È finita la Lba, e la storia aggiorna il proprio albo d’oro: anno 21-22, Olimpia campione d’Italia. Per la ventinovesima volta, lo scudetto passa per le vie di Milano. Ma questa vittoria ha un sapore particolare, diverso. Non è come le altre, e lo testimoniano questi ultimi 12 mesi. 12 mesi passati a pianificare la vendetta ai rivali di sempre della Virtus Bologna, che lo scorso anno vinsero le finali scudetto con un secco 4-0 proprio contro l’Armani. Probabilmente ancora indigesto. Ma l’occasione per rifarsi è arrivata subito, e Milano ha colto immediatamente l’attimo.
IL PERCORSO
Alle finali scudetto dell’anno scorso, l’Olimpia arrivò stanca, affaticata e logorata dentro dalla beffarda eliminazione subita nella semifinale di Eurolega. Un sogno sfumato sul più bello. Ma che adesso è un obiettivo comune, e la società ha tutte le carte in regola per continuare a sperare in un trionfo europeo che manca dai tempi di Dan Peterson e Mike D’Antoni. L’ambizione è tanta, accompagnata da chiarezza, solidità e unità d’intenti, le armi della premiata ditta biancorossa. Dopo il cappotto subito dai rivali, la dirigenza ha saputo puntellare sapientemente il roster, rinforzandone la competitività. Fuori Punter, Leday e Micov, dentro Nick Melli, Devon Hall, Pippo Ricci, Troy Daniels, Jerian Grant e Konstantinos Mitoglou, a stagione in corso seguiti da Tommaso Baldasso, Ben Bentil e Trey Kell. La squadra si conferma la più forte insieme alla Virtus Bologna, con il quale si darà battaglia per la conquista d’Italia. Il primo atto, la finale di Supercoppa, va alle v nere. La Coppa Italia va a Milano, con la Virtus eliminata in semifinale. In Regular Season, saranno sempre loro a tenere il comando, prima dell’allungo finale virtusino che vale il primo posto. l’Olimpia chiude seconda, e per tanti sfavorita in un eventuale finale scudetto contro la Segafredo.

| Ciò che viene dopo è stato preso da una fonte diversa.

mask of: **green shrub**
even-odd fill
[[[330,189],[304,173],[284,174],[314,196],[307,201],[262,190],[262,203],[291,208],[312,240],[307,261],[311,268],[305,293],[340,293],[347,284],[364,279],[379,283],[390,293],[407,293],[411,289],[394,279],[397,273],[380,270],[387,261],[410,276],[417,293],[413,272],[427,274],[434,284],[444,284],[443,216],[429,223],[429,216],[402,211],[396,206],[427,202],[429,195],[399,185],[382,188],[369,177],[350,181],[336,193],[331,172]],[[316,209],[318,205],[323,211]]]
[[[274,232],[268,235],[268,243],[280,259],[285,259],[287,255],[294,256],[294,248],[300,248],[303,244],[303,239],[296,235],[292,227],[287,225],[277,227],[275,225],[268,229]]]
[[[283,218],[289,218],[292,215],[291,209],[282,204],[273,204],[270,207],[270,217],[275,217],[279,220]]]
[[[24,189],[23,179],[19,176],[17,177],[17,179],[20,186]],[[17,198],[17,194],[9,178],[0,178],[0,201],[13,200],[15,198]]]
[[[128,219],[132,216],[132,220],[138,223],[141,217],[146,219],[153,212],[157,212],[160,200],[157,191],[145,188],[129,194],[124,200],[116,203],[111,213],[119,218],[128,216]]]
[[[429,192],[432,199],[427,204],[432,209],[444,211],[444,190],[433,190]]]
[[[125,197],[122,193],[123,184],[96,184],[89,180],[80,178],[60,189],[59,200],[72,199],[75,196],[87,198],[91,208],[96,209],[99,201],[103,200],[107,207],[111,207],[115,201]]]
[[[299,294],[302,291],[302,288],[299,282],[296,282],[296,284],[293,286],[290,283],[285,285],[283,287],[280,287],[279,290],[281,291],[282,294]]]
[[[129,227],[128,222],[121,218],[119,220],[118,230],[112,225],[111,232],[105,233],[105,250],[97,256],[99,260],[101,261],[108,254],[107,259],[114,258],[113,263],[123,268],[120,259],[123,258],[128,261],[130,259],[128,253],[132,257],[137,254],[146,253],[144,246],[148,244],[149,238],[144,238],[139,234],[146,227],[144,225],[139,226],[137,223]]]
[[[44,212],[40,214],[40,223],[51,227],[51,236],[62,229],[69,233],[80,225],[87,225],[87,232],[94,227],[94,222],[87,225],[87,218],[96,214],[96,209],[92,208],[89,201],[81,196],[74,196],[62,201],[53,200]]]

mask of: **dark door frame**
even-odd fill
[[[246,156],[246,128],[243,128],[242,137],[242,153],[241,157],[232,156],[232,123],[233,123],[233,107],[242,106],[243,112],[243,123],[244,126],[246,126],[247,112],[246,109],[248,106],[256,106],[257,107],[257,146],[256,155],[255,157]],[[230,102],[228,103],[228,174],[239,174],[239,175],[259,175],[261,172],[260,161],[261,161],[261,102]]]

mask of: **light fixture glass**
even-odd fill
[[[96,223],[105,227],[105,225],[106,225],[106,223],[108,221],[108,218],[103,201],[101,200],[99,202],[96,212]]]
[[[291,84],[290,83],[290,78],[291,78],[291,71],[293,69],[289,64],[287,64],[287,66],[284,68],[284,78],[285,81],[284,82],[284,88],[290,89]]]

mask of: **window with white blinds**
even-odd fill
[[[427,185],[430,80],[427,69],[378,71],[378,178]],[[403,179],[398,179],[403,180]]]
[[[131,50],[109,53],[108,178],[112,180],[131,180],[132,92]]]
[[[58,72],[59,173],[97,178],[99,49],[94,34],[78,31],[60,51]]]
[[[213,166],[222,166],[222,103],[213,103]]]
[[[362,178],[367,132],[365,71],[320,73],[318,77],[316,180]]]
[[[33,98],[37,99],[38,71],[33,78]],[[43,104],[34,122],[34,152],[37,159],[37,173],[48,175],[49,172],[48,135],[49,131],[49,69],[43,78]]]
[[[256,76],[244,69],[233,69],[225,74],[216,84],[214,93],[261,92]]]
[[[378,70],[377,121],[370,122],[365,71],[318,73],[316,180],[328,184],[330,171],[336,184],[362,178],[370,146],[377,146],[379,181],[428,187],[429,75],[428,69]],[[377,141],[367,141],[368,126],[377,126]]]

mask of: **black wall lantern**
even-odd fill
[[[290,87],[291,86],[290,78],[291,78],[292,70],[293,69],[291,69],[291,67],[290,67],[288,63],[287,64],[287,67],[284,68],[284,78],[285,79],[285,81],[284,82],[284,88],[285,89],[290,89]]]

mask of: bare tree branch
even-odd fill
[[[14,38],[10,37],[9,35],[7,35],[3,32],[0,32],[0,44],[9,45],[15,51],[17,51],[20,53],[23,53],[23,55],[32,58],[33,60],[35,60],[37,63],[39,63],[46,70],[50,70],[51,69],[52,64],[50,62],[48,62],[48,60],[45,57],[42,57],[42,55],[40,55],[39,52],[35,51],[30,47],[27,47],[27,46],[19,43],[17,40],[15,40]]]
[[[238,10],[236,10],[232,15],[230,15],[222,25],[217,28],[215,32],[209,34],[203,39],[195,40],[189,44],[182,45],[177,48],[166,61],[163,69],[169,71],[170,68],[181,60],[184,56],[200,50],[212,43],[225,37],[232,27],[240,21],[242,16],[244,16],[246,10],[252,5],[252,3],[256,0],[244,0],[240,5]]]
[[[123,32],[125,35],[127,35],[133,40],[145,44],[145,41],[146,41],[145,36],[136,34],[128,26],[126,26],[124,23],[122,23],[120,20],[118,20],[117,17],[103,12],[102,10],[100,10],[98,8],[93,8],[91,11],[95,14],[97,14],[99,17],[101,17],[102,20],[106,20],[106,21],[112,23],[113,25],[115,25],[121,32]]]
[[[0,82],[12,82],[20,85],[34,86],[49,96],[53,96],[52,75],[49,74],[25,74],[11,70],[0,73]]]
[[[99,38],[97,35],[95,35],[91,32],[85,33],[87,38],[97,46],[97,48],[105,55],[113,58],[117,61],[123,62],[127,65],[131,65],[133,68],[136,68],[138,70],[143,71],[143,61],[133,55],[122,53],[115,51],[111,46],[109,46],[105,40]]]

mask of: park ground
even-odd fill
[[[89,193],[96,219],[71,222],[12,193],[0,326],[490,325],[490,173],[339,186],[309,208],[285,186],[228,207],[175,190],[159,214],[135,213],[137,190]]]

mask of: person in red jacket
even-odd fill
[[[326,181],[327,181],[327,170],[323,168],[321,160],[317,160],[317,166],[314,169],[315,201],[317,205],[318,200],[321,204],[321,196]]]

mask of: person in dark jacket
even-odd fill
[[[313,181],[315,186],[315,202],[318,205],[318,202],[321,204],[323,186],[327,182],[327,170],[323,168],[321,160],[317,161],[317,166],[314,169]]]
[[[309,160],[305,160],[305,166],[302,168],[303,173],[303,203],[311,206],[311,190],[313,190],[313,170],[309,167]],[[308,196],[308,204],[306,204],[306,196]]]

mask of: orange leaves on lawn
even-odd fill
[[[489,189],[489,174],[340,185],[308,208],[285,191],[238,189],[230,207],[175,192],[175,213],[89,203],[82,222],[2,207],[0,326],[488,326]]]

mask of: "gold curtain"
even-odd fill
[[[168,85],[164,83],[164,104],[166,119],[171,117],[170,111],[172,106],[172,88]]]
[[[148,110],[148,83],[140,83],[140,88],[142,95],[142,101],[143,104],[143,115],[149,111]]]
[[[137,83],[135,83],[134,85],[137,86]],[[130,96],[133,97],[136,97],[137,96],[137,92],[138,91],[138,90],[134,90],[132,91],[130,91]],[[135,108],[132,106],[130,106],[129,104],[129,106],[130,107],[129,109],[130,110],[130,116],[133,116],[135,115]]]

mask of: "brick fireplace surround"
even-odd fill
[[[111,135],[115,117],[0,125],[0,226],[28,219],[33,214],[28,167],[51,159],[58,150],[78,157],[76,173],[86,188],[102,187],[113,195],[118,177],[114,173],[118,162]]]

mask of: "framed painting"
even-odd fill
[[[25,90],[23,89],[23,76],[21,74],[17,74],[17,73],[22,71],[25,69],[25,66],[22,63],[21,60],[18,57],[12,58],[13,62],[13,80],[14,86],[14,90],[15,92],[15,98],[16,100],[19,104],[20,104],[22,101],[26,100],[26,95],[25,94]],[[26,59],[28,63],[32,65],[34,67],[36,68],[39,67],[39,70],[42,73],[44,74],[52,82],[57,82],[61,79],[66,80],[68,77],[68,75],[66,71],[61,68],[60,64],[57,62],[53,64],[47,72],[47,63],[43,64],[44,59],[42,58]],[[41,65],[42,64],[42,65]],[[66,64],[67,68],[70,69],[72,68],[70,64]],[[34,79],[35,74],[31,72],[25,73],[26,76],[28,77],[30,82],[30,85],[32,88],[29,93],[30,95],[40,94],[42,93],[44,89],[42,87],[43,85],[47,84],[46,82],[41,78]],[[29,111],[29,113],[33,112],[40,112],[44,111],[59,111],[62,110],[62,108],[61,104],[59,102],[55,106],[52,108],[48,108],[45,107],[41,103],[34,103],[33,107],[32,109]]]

Il percorso ai playoff è netto: sei vittorie in altrettante gare contro Reggiana e Sassari, prima dell’ultimo atto, contro la Virtus Bologna. Ancora. Ed è qui che esce tutta la forza di un gruppo forgiato e rinforzato a meraviglia, giorno dopo giorno, anno dopo anno, dettaglio per dettaglio. E la somma sarà sempre vincente. Fin dai primi approcci, si capiva che l’Olimpia era messa meglio, mentalmente e fisicamente, arrivata con il pieno di benzina a giocarsi lo scudetto, forse favorita anche dalla prematura uscita in Europa e dai maggiori impegni europei degli avversari. Fatto sta che Milano ha giocato una serie ai limiti della perfezione, mettendo in campo grinta, intensità, voglia di rivalsa, voglia di vincere, a tutti i costi. E Bologna ha potuto fare poco, quasi nulla: la supremazia corale è stata netta. Dalla classe di Shields, MVP indiscusso e sempre decisivo per i suoi. Dalla leadership di Melli, dall’esperienza preziosa di Datome e dalle giocate fuori da ogni logica del Chacho Rodriguez. Sino alle piccole, gigantesche cose di Kyle Hines in entrambi i pitturati. Dal talento silenzioso di Devon Hall, all’apporto fondamentale dei gregari, da Biligha a Grant, da Bentil ad Alviti, da Pippo Ricci a Baldasso. Dalla gestione sapiente di un allenatore leggendario, Ettore Messina, che continua a vincere e lo fa con il suo inconfondibile stile. La ricetta perfetta, che significa titolo. La ricetta perfetta, che significa vendetta. Una vendetta che chiude il cerchio.